Randy Cheek, Catherine Conner, Laurie Phuong Ertley, and Gary Friedman
When people are in conflict, emotions are inevitable. Yet, there is often a pull to “just get down to business”, with parties and professionals hoping to minimize emotional reactions. However, experience and research show that both emotions and cognitive processing are integral components of decision-making so learning to embrace emotions is a key skill for conflict professionals.
How do people access their emotions? Each person falls along a range in terms of capacity to access their emotional state. For some, this access comes easily, while others may have developed coping mechanisms that give a sense of lacking feelings. Bringing attention to more subtle indications of emotions in the body such as changes in breathing or the micro facial expressions33, helps to recognize an emotional response. There is also a difference between a patterned, habitual emotional response tand a more genuine, spontaneous response. A conflict professional can benefit from ongoing study of their own emotions so that they can more readily understand the emotions of others in the room.
In addition to the difference in accessing emotions, people differ in their expression of emotion. This may be a personal preference based on temperament, a culturally formed response , and/or it may be impacted by outside and systemic factors such as societal expectations or restrictions regarding the expression of emotion based on a person’s gender, race, or other group.
It is important, particularly in the contracting process, to normalize accessing and expressing emotion.
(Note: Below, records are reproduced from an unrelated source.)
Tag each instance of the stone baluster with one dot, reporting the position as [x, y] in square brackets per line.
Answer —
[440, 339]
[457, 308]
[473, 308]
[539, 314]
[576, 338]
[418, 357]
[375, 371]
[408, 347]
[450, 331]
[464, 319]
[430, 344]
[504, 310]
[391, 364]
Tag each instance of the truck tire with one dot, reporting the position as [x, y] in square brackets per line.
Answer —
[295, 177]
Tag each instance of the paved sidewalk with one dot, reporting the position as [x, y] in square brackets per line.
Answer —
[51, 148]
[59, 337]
Having an explicit conversation early on that emotions will arise sets the expectation that there will be emotions in the room and that they are important.
It is possible that emotions will bubble over, particularly when there are feelings of anger, sadness, or betrayal. In emotional and tension filled situations such as a conflict, a person’s limbic system can be on hyperdrive. Studies have shown that a person’s powerful emotions can create a physical reaction in the other through our mirror neurons. When parties get caught up in their reactions to a strong negative emotion, the entire process can escalate. Since conflict resolution professionals may not be as caught up in the emotional state, maintaining a certain level of groundedness or calmness—or just feeling centered—can bring equilibrium in the moment. . Moreover,sometimes acknowledging the overwhelm and allowing a moment of respite is helpful: “What would be helpful for you right now when you are feeling so overwhelmed?”
Looping emotions, rather than trying to change them, is often the best move. The looping may be expressed directly by naming an emotion but sometimes it’s more effective for looping an emotion to be nonverbal through the tone of voice, body posture, energy, and other physical manifestations of the emotion. If someone feels understood, including their emotional state, they can let go of the strong grip an emotion holds over them. In order to loop well, the conflict professional should pay attention to their own inner experience in the moment and use that to understand and connect to the person they are looping. In our trainings, we often ask participants in a role play to switch chairs with a party they are working with in order to viscerally feel what it is like to be them. While you wouldn’t ask someone you are working with to change chairs, you could imagine doing that to increase your understanding of them.
When conflict professionals have clarity about how their own emotions and experiences are impacting the process, it strengthens the connection of understanding for all involved. Opening the door to emotions of the parties provides the opportunity to develop a resolution with a deeper foundation built upon the motivations and needs of the parties which may otherwise stay hidden if emotions are suppressed. Valuing emotions and rationality as vital aspects of decision-making allows the “wise mind” to emerge.